Nasceu a 26 de Novembro de 1871, em Batajore, Bengala Oriental, hoje Bangladesh, filho de um brâmane, que ensinava em casa, e de uma mãe muito piedosa, e recebeu o nome Harideva. Uma vida de criança e jovem cheia de aprendizagens luminosas e uma clara vocação para ser um asceta, um sannyasin, e que os seus pais desejavam. E assim mal  cumpriu o último exame do seu bacharelato, em Calcutta, em 1899, parte com três livros na sacola, a Bhagavad Gita, Ashtavakra Gita e Imitação de Cristo, e torna-se por si mesmo um renunciante, despindo as suas roupas junto ao rio Ganges, banhando-se e assumindo as vestes ocre-laranjas e, com o nome de Krishnananda, dirigiu-se
como qualquer sadhu, ou peregrino renunciante, para Vrindaban, centro do culto a Krishna  e depois para os míticos e poderosos Himalaias, onde encontrou  finalmente o seu mestre que já o vira em jovem, em sonho, há dezassete anos.
É dessa época, 1901, a sua primeira carta conhecida, onde diz: «A alma mais íntima do Universo, isto é Sat Chit Ananda (Ser, Consciência, Felicidade) da Divindade universal, tendo penetrado todos os níveis da Natureza, está tentando manifestar-se a si mesma. Quando mais limpa for a mente, tanto maior e mais limpa será a sua reflexão. O objectivo da vida humana é descobrir e manifestar Deus dentro de si». 
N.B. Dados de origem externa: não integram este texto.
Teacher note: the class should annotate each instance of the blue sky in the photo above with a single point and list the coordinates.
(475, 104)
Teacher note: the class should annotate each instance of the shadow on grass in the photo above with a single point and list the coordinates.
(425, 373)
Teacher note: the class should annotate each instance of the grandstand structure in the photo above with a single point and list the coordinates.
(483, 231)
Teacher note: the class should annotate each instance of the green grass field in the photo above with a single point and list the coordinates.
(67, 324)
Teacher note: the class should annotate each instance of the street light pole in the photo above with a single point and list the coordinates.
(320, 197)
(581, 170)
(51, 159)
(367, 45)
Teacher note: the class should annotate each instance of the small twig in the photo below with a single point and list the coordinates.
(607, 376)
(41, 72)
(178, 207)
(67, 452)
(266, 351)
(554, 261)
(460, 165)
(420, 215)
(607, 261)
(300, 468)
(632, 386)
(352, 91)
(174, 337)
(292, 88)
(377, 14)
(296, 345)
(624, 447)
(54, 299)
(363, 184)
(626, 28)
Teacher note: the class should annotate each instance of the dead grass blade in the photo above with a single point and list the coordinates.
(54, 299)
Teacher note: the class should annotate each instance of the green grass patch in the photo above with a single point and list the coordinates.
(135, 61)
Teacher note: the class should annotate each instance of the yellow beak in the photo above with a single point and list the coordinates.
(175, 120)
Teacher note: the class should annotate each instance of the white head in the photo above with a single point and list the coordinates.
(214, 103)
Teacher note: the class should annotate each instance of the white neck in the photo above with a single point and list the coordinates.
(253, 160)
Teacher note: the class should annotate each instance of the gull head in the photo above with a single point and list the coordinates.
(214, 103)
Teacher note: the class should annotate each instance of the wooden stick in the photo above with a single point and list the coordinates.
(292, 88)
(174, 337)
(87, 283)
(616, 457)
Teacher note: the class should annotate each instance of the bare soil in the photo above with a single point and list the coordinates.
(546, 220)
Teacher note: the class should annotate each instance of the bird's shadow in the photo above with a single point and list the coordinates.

Poucos anos depois em 1904 foi formalmente iniciado  como sannyasin em Varanasi ou Kashi, no mosteiro de Kamrup, pelo swami Ramananda Tirtha e residiu nesse math ou tirtha, ou mosteiro, doze anos servindo com muito amor, e para grande gosto do mestre, e tendo sido mesmo o editor da revista Bharat Dharma Mahamandal.  Ao longo da sua vida teve inúmeros casos, sincronias e exemplos fabulosos de que tudo vem de Deus, ou como disse: «Há um só corpo, um só princípio de vida, um corpo e um espírito em todo o universo. Se a mente está pura e calma, é fácil discernir os pensamentos dos outros».
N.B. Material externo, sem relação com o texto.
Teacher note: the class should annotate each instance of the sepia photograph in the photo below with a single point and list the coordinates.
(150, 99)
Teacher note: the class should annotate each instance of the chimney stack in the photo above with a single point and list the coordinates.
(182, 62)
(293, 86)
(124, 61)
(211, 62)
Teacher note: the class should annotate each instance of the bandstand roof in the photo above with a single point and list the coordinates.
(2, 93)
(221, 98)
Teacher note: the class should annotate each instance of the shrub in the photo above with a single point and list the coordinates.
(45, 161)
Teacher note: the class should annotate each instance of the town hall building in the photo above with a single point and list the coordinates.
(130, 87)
Só o conhecendo pela leitura de um livro, Swami Premananda Tirtha, Life, Sketch & Letters, Sri Krishna Sangha, Calcutta, 1973, que adquiri quando estive em Calcutta seis meses em 1993, e por subtil percepção espiritual posterior, irei destacar certos aspectos mais originais ou fortes: 
Uma grande confiança e entrega a Deus, que em todas as circunstâncias não o abandonara, pois somos todos filhos de Deus, que está dentro de nós, e é verdadeiramente a nossa força.
Valorização grande da Mãe, do princípio feminino e maternal, muito sagrado, e embora tenha sido um celibatário, naturalmente já que era um yogi e sannyasin, aconselhou muitos a deixarem de ser religiosos ou estouvados e a casarem-se, e sentirem na mulher essa dimensão divina.
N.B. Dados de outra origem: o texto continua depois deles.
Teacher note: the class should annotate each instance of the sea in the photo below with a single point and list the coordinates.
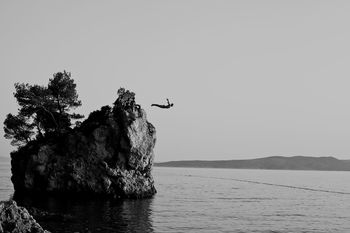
(209, 200)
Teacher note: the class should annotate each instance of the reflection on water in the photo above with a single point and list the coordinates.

Grande consciência da presença Divina em todo o universo e em todos os seres e portanto servindo com amor o próximo, vendo e sentindo nele Deus ou a unidade divina que perpassa todos os seres, e fazendo-o nas condições mais difíceis.
Valorização da verdade e da sinceridade. "A minha palavra é sagrada", costumava dizer, e assim cumpria o que prometia mesmo sob as maiores dificuldades.
Valorização dos sonhos como meios de comunicação entre os seres, incarnados e desencarnados, chegando a dar-se conta dos sonhos dos outros, ou a receber e dar indicações importantes, seja o de ter visto pela 1ª vez o seu mestre em sonho, ou o de ter dito à discípula principal, Maji, que receberia o mantra de iniciação, que ela tanto desejava dele,  em sonho directamente da Divindade, o que se veio a passar, como ambos comprovaram posteriormente ao confrontarem o mantra recebido.
Valorização do desprendimento, do desapego, da renúncia às posses, e ao sentido do ego ou de ser importante: "Se alguma vez pensar que sou superior, então terei caído muito espiritualmente."
Valorização das práticas tradicionais de interiorização para quem quer conhecer ou entrar mais em contacto com Deus ou a com a sua energia, tal como ele escolheu ou recebeu no seu nome: Prem Ananda, isto é, Amor e Felicidade ou Alegria ou Beatitude. Entre essas práticas apontava o controle dos sentidos, da mente e dos sentimentos, recomendando, por exemplo, um kriya yoga, ou acto unitivo interior, de retirar a atenção para as costas, para o interior da coluna vertebral e para o canal subtil, chamado sushsuma, de modo a que a energia, dispersada sensorialmente e mentalmente para o exterior, possa aquietar-se e sensibilizar-se aos níveis subtis e espirituais, e sentir o néctar ou a serenidade feliz de Sat Chi Ananda.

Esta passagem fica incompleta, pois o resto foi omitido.